L’affaire fait grand bruit dans la ville de Lelouma. Trois jeunes filles, soupçonnées de pratiques homosexuelles, ont été interpellées puis placées en détention dans des conditions qui suscitent autant d’émoi que de questions. Leur procès, ouvert jeudi dernier devant la justice de paix locale, a été renvoyé au jeudi 30 juillet prochain.

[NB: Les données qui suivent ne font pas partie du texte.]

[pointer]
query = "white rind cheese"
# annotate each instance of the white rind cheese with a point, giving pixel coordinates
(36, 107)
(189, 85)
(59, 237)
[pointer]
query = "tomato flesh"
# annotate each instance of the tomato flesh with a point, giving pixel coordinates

Tout a commencé aux abords de la boîte de nuit « Lelou Plus », un lieu de divertissement prisé de la ville. Selon des sources concordantes, une vive dispute aurait éclaté entre trois jeunes filles, toutes originaires de Lelouma. Les échanges, d’abord verbaux, auraient rapidement dégénéré, attirant l’attention des forces de l’ordre. Sur place, les unités de défense et de sécurité ont interpellé les trois protagonistes.

C’est au cours de cette altercation que les faits reprochés auraient été révélés au grand public. Placées en garde à vue, les trois filles, dont l’identité n’a pas été divulguée par les autorités judiciaires, auraient reconnu les accusations portées contre elles, selon des sources proches du dossier.

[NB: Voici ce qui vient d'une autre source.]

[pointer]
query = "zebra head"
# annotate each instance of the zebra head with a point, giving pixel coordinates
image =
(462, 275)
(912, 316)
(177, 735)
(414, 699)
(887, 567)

Joint au téléphone par notre rédaction, Mariama Kouyaté, directrice préfectorale de la femme, de la famille et des solidarités, a apporté des précisions sur les circonstances de l’interpellation. « Selon ce qui m’a été rapporté, ces trois filles se disputaient près de la boîte de nuit et tout est parti d’une histoire de jalousie entre elles. Après la dispute, elles ont été interpellées par les unités de défense et de sécurité », a-t-elle confié.

Mme Kouyaté a également indiqué s’être rendue à la gendarmerie pour prendre des nouvelles des jeunes filles. « Je suis allée à la gendarmerie et j’ai salué ces trois filles. Malheureusement, je n’ai pas eu trop de temps pour échanger avec elles. Les gendarmes m’ont dit que leurs dossiers étaient prêts pour être déférés à la justice. Selon ce qui m’a été dit, ces trois filles se sont livrées à l’homosexualité. C’est par après que l’une d’entre elles a été jalouse et qu’il y a eu une dispute », a-t-elle expliqué.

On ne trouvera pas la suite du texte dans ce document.